You can’t secure what you can’t see.
And you definitely can’t hunt in an environment you can’t map.
Visibility Drops Precisely Where Consequences Rise
One of the most telling visuals in the entire report is the Purdue Model coverage map. It shows:
- 20% visibility at Level 3
- 10% visibility at Level 2
- Even less at Level 1 and remote field sites
Those are the layers where attackers pivot into disruption — and the exact places where defenders are most blind.
Traditional OT monitoring tools don’t see enough. IT to process ols don’t understand industrial context. And SIEM correlation only works if the underlying evidence exists.
This is why proactive, evidence-driven threat hunting — on hosts, on engineering workstations, in historian logs, in protocol captures — matters so much. It surfaces what passive tools miss.
The Industry’s Biggest Weakness: We Don’t Practice Security, We Just Install It
The report reveals a stunning stat:
Only 1 in 5 organizations performs either ICS/OT threat hunting or red/purple team exercises.
And yet the organizations that classify themselves as fully prepared for future threats?
- 55% conduct threat hunts
- 48% run red/purple team exercises
- They are 7× more likely to involve field technicians in preparedness
- They have significantly better kill-chain visibility
- They remediate faster, contain sooner, and recover with fewer consequences
Preparedness isn’t a checklist. It’s a habit. Proactive organizations don’t wait for incidents to teach them where they’re vulnerable.
Threat Hunting Is the Missing Middle Layer
Threat hunting is where theory meets reality. It’s where assumptions about segmentation, access pathways, and system hygiene get pressure-tested.
Done right, threat hunting combines:
- Host-level telemetry
- Network captures
- Engineering workstation behavior
- Historian patterns
- Ladder logic snapshots
- Protocol-aware analysis
It’s not just about finding active intrusions — it’s about uncovering unsafe configurations, legacy exposures, silent misuses, and dormant access paths attackers would exploit.
Passive detection can’t do that.
Assessments alone don’t go deep enough.
Compliance only proves paperwork, not safety.
Threat hunting ties everything together and makes it real.
Red and Purple Teaming: The Only Way to Know Your Defenses Work
Red teaming simulates the pathways attackers actually use. Purple teaming turns that simulation into training and tuning.
In OT, that means safely validating:
- Jump server enforcement
- Remote access controls
- Protocol misuse detection
- Segmentation
- SOC workflows
- Engineering workstation behavior monitoring
Organizations that do this consistently are not just compliant — they’re resilient.
The Bottom Line
The SANS report tells a story the industry can’t ignore:
We’ve improved at detection.
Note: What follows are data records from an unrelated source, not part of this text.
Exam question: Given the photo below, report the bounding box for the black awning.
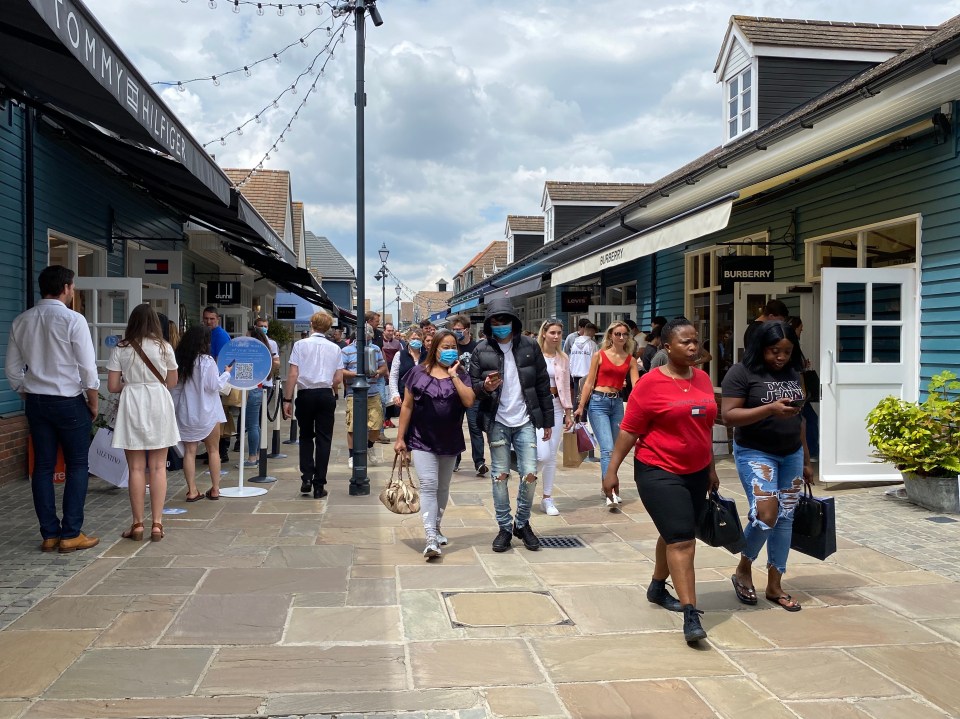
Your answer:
[0,0,232,205]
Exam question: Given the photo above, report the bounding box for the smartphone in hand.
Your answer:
[787,397,805,408]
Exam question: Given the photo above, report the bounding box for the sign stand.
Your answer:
[219,389,267,497]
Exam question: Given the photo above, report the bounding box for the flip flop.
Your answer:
[185,493,204,503]
[767,594,802,612]
[731,575,758,605]
[204,489,220,501]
We haven’t improved at prevention, validation, or resilience.
Attackers aren’t succeeding because they’re too advanced.
They’re succeeding because organizations aren’t looking deeply enough, often enough, or proactively enough.
Threat hunting, assessments, and red/purple team exercises grounded in real OT data aren’t “nice to have.” They’re the new baseline for operational safety.